Senin, 09 Januari 2023

MERAJUT HARMONI DALAM PERBEDAAN ( Memahami Multikulutralisme dan masyarakat multikultural)

  ( Memahami Multikulutralisme dan masyarakat multikultural)

sumber : https://image.slidesharecdn.com/multikulturalisme-170427034136/95/multikulturalisme-1-638.jpg?cb=1520097836

Sejarah multikulturalisme 

Dari Wikipedia bahasa Indonesia, ensiklopedia bebas

Multikulturalisme atau kemajemukan budaya (berasal dari kata "multi" dan "kultural"; yang berarti "budaya yang majemuk")[1] adalah sebuah ideologi yang mengakui dan mengagungkan perbedaan.
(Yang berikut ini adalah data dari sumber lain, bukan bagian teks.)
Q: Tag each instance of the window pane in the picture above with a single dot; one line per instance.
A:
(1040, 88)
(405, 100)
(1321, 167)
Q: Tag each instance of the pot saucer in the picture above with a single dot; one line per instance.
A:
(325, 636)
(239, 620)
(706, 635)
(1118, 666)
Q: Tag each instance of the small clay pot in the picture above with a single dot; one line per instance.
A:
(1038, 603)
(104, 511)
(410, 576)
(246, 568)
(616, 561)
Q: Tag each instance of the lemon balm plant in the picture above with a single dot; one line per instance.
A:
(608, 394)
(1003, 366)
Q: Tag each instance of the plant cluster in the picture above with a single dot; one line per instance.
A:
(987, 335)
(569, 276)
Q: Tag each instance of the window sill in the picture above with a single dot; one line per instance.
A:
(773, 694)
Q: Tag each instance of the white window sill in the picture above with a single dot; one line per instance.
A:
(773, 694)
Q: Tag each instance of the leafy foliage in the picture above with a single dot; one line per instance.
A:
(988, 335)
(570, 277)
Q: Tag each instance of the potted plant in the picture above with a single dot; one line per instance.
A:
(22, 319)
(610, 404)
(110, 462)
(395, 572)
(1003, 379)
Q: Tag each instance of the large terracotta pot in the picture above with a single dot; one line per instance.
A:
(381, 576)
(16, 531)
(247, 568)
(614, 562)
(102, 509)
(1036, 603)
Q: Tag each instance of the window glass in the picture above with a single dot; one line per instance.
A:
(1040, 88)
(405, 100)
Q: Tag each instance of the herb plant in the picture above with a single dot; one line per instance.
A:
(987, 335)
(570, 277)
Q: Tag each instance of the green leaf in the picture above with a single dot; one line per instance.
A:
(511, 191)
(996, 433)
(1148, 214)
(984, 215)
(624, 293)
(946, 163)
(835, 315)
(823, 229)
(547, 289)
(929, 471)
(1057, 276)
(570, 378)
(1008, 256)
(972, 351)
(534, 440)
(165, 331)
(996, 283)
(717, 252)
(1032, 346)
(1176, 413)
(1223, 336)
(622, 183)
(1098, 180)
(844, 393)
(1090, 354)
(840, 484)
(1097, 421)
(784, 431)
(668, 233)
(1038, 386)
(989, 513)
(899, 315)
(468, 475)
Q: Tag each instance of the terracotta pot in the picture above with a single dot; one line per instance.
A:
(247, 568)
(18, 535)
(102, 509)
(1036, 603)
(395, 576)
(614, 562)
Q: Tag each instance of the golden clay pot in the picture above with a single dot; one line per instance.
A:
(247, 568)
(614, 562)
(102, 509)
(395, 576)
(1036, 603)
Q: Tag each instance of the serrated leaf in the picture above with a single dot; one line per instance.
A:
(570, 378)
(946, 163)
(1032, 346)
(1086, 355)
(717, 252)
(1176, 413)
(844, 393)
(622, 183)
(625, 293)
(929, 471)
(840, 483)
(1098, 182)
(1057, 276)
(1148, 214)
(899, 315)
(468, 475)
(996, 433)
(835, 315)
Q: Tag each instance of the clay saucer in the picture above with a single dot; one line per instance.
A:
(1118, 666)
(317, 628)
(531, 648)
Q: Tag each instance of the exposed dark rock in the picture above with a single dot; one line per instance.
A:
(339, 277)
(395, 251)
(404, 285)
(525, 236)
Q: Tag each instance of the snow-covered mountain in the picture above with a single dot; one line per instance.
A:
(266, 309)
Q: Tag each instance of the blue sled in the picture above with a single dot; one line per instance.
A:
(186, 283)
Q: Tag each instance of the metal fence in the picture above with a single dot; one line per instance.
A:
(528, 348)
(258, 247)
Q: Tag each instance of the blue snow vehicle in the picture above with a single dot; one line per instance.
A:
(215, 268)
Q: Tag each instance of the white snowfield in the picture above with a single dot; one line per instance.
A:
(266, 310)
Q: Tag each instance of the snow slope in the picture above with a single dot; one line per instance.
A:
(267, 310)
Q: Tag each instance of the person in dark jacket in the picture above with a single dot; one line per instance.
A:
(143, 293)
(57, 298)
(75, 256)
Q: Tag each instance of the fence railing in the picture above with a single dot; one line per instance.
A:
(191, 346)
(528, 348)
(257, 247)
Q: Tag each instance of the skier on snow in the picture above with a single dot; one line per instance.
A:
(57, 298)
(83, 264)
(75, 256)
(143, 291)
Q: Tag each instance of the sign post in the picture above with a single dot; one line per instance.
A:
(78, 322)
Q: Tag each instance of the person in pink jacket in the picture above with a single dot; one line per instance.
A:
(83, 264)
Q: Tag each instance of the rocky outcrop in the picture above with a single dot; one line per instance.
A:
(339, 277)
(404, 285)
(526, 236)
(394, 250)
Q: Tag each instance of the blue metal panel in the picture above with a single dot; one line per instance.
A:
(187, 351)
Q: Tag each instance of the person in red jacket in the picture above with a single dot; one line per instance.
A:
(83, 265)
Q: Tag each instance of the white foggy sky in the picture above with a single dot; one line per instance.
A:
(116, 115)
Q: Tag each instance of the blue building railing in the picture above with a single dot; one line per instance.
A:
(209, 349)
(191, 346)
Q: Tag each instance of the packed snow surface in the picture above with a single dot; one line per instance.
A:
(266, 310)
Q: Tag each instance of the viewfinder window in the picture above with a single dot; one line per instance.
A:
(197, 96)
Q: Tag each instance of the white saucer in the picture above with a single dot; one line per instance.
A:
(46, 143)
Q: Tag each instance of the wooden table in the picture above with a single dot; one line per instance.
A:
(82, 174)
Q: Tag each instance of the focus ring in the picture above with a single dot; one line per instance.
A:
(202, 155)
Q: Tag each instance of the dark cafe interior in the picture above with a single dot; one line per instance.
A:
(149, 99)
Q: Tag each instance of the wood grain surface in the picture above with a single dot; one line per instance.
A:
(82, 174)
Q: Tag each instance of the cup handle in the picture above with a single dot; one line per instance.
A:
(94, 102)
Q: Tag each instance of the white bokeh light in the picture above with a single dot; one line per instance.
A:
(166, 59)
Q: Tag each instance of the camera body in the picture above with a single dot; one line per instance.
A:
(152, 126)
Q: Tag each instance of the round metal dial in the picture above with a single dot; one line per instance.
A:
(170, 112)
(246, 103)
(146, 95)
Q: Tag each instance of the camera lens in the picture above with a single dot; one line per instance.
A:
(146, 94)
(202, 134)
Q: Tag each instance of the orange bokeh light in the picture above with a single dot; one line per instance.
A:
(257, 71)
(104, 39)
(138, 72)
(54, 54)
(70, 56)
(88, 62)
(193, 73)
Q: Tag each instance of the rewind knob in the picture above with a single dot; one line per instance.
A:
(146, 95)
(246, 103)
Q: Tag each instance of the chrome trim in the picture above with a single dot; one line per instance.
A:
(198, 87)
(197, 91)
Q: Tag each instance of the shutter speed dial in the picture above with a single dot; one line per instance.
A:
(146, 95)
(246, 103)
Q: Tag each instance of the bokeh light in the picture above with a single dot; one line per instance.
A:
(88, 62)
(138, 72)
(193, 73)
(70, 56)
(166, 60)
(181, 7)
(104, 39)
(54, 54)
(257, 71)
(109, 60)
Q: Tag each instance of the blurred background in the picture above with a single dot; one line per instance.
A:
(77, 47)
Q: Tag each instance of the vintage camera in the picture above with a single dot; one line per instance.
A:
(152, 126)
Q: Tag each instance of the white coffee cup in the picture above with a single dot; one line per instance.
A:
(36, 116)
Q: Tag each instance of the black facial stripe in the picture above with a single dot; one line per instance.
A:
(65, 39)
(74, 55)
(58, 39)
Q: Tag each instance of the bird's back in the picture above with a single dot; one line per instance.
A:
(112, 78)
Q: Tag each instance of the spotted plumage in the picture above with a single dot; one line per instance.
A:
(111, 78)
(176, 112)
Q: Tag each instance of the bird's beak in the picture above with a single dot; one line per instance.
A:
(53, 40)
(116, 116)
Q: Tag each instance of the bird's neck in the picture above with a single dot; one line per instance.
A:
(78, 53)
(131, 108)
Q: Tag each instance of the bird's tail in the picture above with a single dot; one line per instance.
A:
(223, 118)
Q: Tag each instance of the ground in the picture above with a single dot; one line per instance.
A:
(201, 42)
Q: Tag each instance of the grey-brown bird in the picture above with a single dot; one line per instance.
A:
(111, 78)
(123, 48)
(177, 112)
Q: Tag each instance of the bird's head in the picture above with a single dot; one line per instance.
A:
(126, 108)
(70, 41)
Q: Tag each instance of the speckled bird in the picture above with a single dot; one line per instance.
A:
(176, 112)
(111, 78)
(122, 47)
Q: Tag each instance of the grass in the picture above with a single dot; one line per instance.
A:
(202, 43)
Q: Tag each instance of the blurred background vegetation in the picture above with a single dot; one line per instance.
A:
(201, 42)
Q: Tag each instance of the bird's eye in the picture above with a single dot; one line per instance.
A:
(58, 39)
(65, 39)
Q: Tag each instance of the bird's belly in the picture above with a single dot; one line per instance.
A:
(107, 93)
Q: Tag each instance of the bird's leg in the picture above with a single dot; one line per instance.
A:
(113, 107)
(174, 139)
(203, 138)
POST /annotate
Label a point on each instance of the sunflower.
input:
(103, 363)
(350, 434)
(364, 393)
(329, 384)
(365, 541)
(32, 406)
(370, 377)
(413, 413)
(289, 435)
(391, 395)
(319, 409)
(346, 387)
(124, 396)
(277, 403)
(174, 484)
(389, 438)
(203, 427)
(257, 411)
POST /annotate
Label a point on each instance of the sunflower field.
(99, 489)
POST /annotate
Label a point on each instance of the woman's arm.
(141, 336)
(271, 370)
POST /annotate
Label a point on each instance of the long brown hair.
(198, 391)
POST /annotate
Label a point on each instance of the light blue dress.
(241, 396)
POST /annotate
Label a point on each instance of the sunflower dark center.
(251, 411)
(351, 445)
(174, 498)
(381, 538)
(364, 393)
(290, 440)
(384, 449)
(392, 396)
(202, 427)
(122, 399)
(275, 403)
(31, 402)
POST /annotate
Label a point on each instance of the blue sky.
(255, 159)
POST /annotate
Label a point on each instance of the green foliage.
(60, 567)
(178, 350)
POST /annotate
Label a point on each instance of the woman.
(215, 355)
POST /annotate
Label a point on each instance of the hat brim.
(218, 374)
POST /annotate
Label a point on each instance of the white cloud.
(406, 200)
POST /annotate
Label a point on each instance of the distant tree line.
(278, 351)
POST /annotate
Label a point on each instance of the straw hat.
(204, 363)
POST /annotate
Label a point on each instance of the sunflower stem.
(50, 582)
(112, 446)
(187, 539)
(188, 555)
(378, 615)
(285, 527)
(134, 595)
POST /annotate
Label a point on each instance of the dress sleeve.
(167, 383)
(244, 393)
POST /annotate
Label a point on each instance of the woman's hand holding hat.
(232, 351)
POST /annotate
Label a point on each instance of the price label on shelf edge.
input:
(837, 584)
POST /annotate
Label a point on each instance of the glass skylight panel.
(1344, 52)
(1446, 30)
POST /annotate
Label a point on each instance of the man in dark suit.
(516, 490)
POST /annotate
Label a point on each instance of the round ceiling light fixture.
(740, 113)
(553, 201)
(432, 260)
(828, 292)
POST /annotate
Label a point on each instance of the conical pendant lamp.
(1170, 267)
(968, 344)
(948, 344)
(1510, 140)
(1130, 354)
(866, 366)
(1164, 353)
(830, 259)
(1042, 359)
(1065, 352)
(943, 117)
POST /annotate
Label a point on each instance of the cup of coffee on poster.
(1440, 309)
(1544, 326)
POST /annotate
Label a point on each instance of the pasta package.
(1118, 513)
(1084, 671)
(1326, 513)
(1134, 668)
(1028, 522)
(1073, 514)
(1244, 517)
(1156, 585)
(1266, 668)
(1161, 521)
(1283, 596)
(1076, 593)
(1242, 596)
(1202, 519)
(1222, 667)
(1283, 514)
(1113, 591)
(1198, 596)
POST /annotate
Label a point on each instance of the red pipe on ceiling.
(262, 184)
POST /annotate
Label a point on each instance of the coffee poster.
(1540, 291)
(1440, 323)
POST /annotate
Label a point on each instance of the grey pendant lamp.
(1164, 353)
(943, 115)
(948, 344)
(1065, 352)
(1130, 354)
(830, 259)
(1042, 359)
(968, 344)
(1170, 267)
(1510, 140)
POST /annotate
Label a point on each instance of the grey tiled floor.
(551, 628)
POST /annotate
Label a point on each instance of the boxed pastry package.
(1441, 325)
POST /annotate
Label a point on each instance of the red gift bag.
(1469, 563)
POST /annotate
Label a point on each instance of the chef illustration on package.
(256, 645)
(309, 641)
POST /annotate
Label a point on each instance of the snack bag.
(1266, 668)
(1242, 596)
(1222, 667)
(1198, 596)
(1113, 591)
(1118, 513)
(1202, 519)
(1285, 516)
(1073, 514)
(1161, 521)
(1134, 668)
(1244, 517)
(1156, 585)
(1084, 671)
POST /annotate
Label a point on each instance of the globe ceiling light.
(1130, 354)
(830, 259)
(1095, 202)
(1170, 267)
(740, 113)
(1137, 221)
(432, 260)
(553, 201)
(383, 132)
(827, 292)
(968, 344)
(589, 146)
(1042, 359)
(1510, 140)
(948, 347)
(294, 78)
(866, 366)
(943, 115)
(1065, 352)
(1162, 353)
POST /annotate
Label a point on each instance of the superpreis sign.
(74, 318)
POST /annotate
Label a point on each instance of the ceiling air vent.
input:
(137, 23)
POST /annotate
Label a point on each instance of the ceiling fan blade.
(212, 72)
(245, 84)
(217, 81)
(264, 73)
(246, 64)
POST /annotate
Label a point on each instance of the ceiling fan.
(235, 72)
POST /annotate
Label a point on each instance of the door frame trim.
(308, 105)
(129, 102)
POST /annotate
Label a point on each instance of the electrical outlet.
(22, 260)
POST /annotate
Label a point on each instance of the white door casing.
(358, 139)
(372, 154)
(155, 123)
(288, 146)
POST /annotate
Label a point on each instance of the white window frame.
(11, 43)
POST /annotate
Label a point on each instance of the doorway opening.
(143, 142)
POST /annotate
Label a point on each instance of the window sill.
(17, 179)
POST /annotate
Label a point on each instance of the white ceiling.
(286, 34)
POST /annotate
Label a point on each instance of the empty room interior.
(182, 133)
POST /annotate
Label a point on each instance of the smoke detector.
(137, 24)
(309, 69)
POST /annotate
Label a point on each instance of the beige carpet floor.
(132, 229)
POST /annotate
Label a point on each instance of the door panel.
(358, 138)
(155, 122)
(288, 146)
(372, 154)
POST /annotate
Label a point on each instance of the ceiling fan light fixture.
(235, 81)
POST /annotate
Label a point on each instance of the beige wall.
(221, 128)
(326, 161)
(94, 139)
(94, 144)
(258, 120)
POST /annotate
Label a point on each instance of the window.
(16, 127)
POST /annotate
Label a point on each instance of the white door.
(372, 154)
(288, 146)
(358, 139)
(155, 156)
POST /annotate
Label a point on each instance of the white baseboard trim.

Perbedaan yang dimaksud adalah perbedaan individu dengan individu lain atau perbedaan nilai-nilai yang dianut,[2] seperti perbedaan sistem, budaya, agama, kebiasaan, dan politik.

Definisi 

Multikulturalisme berhubungan dengan kebudayaan dan kemungkinan konsepnya dibatasi dengan muatan nilai atau memiliki kepentingan tertentu.[3]

  • “Multikulturalisme” pada dasarnya adalah pandangan dunia yang kemudian dapat diterjemahkan dalam berbagai kebijakan kebudayaan yang menekankan penerimaan terhadap realitas keagamaan, pluralitas, dan multikultural yang terdapat dalam kehidupan masyarakat. Multikulturalisme dapat juga dipahami sebagai pandangan dunia yang kemudian diwujudkan dalam kesadaran politik (Azyumardi Azra, 2007)[4]
  • Masyarakat multikultural adalah suatu masyarakat yang terdiri dari beberapa macam komunitas budaya dengan segala kelebihannya, dengan sedikit perbedaan konsepsi mengenai dunia, suatu sistem arti, nilai, bentuk organisasi sosial, sejarah, adat serta kebiasaan (“A Multicultural society, then is one that includes several cultural communities with their overlapping but none the less distinc conception of the world, system of [meaning, values, forms of social organizations, historis, customs and practices”; Parekh, 1997 yang dikutip dari Azra, 2007).[5]
  • Multikulturalisme mencakup suatu pemahaman, penghargaan serta penilaian atas budaya seseorang, serta suatu penghormatan dan keingintahuan tentang budaya etnis orang lain (Lawrence Blum, dikutip Lubis, 2006:174)[6]
  • Sebuah ideologi yang mengakui dan mengagungkan perbedaan dalam kesederajatan baik secara individual maupun secara kebudayaan (Suparlan, 2002, merangkum Fay 2006, Jari dan Jary 1991, Watson 2000)[7]
  • Multikulturalisme mencakup gagasan, cara pandang, kebijakan, penyikapan dan tindakan, oleh masyarakat suatu negara, yang majemuk dari segi etnis, budaya, agama dan sebagainya, namun mempunyai cita-cita untuk mengembangkan semangat kebangsaan yang sama dan mempunyai kebanggan untuk mempertahankan kemajemukan tersebut (A. Rifai Harahap, 2007, mengutip M. Atho’ Muzhar).[8]
  • Sejarah Multikulturalisme

    Multikulturalisme bertentangan dengan monokulturalisme dan asimilasi yang telah menjadi norma dalam paradigma negara-bangsa (nation-state) sejak awal abad ke-19. Monokulturalisme menghendaki adanya kesatuan budaya secara normatif (istilah 'monokultural' juga dapat digunakan untuk menggambarkan homogenitas yang belum terwujud (pre-existing homogeneity). Sementara itu, asimilasi adalah timbulnya keinginan untuk bersatu antara dua atau lebih kebudayaan yang berbeda dengan cara mengurangi perbedaan-perbedaan sehingga tercipta sebuah kebudayaan baru.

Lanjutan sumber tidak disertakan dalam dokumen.